UNIVERSITY OF WISCONSIN River Falls
Psychology Professor Melanie Ayres is the recipient of the 2023 Distinguished Teaching Award. The award was established in 1965 and is the highest honor a faculty member can receive. Awardees are nominated by current and former students in the spring and selected by the Distinguished Teaching Award Committee each fall.
Ayres came to UWRF from the University of California-Santa Cruz in 2008. In addition to teaching, she coordinated the Women's, Gender and Sexualities Studies interdisciplinary program from 2015-23 and currently serves as department chair.
Ayres is praised for her compassionate, collaborative and creative approach to teaching and her ability to utilize multiple methods and tools to engage, educate and inspire students.
“I loved the variety of learning in this class,” a student wrote. “No day was the same. We learned about different topics in different ways, including both small and large group discussions, lectures, documentaries, activities, and guest speakers, etc.”
“Part of being an effective teacher,” wrote Ayres, “is being a good facilitator. I facilitate learning by using a multi-method approach to teaching. In contrast to the ‘banking’ methods of education, which views students as containers that teachers ‘fill’ with knowledge, my approach is to create a space in which the students and I are co-creators of knowledge.”

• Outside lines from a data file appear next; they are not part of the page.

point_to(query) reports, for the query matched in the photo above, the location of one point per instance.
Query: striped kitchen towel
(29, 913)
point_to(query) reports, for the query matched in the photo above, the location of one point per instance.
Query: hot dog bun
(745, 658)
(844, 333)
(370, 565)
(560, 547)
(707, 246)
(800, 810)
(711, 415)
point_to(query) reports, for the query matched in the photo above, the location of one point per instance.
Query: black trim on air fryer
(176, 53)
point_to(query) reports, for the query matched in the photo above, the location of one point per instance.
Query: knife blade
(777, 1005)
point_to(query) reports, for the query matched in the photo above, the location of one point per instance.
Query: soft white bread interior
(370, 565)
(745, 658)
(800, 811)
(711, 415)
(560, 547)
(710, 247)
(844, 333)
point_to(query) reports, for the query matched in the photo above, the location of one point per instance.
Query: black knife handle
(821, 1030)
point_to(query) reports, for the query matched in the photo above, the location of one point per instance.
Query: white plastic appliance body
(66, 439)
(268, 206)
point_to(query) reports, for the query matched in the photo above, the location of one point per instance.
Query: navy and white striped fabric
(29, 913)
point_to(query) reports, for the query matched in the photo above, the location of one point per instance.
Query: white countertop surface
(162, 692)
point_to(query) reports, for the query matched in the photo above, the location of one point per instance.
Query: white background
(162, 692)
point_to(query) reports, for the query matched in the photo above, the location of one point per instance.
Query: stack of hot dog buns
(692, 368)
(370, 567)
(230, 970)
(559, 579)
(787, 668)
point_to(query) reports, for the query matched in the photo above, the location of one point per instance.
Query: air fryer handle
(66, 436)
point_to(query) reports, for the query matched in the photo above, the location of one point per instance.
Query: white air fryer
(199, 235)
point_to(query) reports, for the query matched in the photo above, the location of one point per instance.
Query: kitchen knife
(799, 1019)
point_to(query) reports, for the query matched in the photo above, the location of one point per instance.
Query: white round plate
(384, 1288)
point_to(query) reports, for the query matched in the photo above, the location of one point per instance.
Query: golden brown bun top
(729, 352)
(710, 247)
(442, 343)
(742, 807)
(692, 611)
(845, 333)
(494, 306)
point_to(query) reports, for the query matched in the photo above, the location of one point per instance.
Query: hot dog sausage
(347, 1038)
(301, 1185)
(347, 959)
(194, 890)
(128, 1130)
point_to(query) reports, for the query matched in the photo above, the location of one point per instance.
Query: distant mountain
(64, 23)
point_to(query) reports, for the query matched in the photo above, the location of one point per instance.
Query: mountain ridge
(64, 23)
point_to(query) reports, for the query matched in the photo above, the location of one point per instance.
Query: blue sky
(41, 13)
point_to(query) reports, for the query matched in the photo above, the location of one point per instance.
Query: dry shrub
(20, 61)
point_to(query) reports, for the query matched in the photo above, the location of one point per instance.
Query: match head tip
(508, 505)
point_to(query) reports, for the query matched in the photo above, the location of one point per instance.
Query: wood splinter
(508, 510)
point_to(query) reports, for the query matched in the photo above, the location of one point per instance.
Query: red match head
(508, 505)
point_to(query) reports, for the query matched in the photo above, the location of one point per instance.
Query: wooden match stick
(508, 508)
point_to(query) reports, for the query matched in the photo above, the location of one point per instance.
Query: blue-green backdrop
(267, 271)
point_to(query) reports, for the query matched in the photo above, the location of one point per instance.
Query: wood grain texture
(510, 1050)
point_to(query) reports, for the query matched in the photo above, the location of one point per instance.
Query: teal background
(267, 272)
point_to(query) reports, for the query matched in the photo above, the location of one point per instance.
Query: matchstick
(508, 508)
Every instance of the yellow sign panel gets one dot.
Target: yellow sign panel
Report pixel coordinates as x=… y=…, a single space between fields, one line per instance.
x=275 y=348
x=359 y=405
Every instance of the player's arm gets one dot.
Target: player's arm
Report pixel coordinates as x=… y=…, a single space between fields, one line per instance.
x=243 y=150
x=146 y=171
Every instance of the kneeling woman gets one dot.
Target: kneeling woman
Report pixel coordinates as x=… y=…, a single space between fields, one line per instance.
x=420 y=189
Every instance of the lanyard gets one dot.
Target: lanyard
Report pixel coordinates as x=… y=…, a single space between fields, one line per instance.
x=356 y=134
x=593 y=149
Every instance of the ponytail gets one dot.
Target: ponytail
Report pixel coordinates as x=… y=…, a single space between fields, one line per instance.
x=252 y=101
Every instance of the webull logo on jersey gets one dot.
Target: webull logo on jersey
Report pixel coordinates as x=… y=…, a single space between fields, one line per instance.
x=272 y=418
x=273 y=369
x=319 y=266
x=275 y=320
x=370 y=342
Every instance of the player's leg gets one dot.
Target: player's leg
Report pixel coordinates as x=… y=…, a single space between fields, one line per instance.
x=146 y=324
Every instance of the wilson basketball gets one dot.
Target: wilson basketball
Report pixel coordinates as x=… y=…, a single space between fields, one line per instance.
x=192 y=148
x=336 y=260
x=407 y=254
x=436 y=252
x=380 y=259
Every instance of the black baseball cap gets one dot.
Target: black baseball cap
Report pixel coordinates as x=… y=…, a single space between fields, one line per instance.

“Besides,” she said, “doing the same lecture for 15 years is not of interest to me!”
Ayres said that forming connections – to the content and her students – is key to successful instruction. “It’s the thing that matters most.”
She encourages collaboration and active learning, and creating a safe space for students to share and ask questions.
This approach has an added benefit, she said: “Hearing their questions every time I teach a class keeps the content fresh and continues to spark my own curiosity, which fuels me as a teacher.”
Student nominators took notice of her ability to connect in the classroom. One shared that Ayres is “personable and easily approachable, which in turn makes asking questions and voicing concerns easier. I always felt listened to and understood no matter if we were talking about an assignment or continuing a class discussion.”
Giselle Nuñez, a 2023 UWRF alum and now graduate student at Kansas State University, wrote that she particularly appreciated the research expertise that Ayres has shared with students, both individually and in the classroom.
“If it were not for her support in research and career advising, I do not think I would have pursued further education,” Nuñez wrote. “She helped me find my passion for research!”
Cyndi Kernahan, professor of psychological sciences and director of the UWRF Center for Excellence in Teaching and Learning, said the advanced research methods course which Ayres teaches and was responsible for revamping, has allowed more students to gain high level research experience.
Ayres holds a Ph.D. and master’s degree in developmental psychology from the University of California-Santa Cruz. She earned her bachelor’s degree in psychology from the University of Oregon.
In 2019, Ayres received the 2019 Keith G. Wurtz Award for Teaching Excellence which recognizes outstanding and innovative teachers who have made exceptional contributions to the university and to the community.